Specifically, the report notes that commercially available LT-PEM fuel cell-powered vessels are already operational with various hydrogen storage options. Furthermore, a significant influx of such vessels is expected to commence operations shortly, with others having received preliminary approvals and currently under construction. ZESTA emphasizes that pioneers in this field faced challenging certification processes, which, with accumulated experience, are becoming more streamlined.

As of now, six different providers, including Ballard Power, Nedstack, Cummins, PowerCell, Yanmar PT, and Proton Motor, have installed fuel cell systems with capacities exceeding 0.1 MW on ships. Another provider, Teco 2030, is expected to enter the market by 2024.

According to the report, ships utilizing hydrogen fuel cells for primary propulsion are generally small to medium-sized, with a gross tonnage of around 5,000 or less. Auxiliary power systems employing fuel cells are installed across vessels of all sizes, ranging from port dredgers to 930-passenger cruises with a gross tonnage of 47,800. Various vessel types currently in service include Ro-Pax, passenger ships, cruise liners, cargo carriers, research vessels, and dredgers.
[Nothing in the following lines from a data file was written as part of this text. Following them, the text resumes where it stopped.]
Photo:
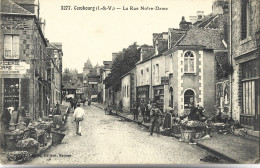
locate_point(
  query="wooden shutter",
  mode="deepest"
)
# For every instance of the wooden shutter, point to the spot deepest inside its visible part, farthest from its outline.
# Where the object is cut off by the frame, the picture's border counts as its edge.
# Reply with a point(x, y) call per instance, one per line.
point(25, 92)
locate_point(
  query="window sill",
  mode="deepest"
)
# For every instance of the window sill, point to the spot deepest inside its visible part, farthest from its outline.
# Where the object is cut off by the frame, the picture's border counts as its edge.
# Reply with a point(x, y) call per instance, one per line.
point(246, 40)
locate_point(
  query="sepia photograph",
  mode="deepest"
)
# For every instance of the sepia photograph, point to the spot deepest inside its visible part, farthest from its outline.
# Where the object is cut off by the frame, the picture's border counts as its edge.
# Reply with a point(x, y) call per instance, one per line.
point(129, 82)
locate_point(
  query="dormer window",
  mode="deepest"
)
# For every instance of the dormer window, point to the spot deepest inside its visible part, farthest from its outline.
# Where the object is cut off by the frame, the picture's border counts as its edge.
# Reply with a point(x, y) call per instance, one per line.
point(11, 47)
point(189, 62)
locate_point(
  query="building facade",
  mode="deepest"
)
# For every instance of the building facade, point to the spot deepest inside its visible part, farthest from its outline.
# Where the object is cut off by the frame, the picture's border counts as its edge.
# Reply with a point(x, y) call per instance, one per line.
point(54, 73)
point(244, 53)
point(23, 77)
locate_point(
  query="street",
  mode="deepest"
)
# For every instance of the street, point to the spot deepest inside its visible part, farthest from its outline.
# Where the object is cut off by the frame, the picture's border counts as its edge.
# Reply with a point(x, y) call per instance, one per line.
point(108, 139)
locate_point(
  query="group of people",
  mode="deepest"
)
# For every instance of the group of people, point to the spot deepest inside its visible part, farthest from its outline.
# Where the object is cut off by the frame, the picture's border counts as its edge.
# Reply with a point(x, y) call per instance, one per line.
point(159, 118)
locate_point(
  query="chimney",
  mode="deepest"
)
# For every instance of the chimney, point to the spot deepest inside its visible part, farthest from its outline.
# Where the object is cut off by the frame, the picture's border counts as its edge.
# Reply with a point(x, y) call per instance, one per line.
point(184, 25)
point(219, 7)
point(26, 4)
point(193, 19)
point(156, 47)
point(200, 15)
Additionally, upcoming vessels are anticipated to include training fishing boats, containerships, yachts, bulk carriers, and tankers.

Regarding onboard fuel storage, conventional options involve either liquefied hydrogen in cryogenic tanks or compressed gaseous hydrogen in pressurized tanks. Additionally, metal hydride storage on a commercial ship has been demonstrated successfully.

Considering hydrogen’s unique properties compared to traditional maritime fuels like LNG, the report highlights the importance of adjusting safety and classification standards. The wider flammability range, increased reactivity, and lower ignition energy of hydrogen necessitate specialized safety considerations, requiring different design approaches than those applied to LNG vessels.

Hydrogen supply to ships from shore can be achieved through pipelines/hoses for liquid or compressed hydrogen. Liquid hydrogen offers significantly faster transfer rates (approximately 3,000 kg/hour) compared to compressed hydrogen (220 kg/hour). Presently, three locations – Kobe (Japan), Hastings (Australia), and Hjelmeland (Norway) – provide hydrogen transfer facilities, with Hjelmeland utilizing a mobile liquid hydrogen refueling system for the MF Hydra, demonstrating flexibility in usage at various docks. The HI-FIVED project plans to install another mobile liquid hydrogen refueling system in Aberdeen, further expanding accessibility to this sustainable refueling method.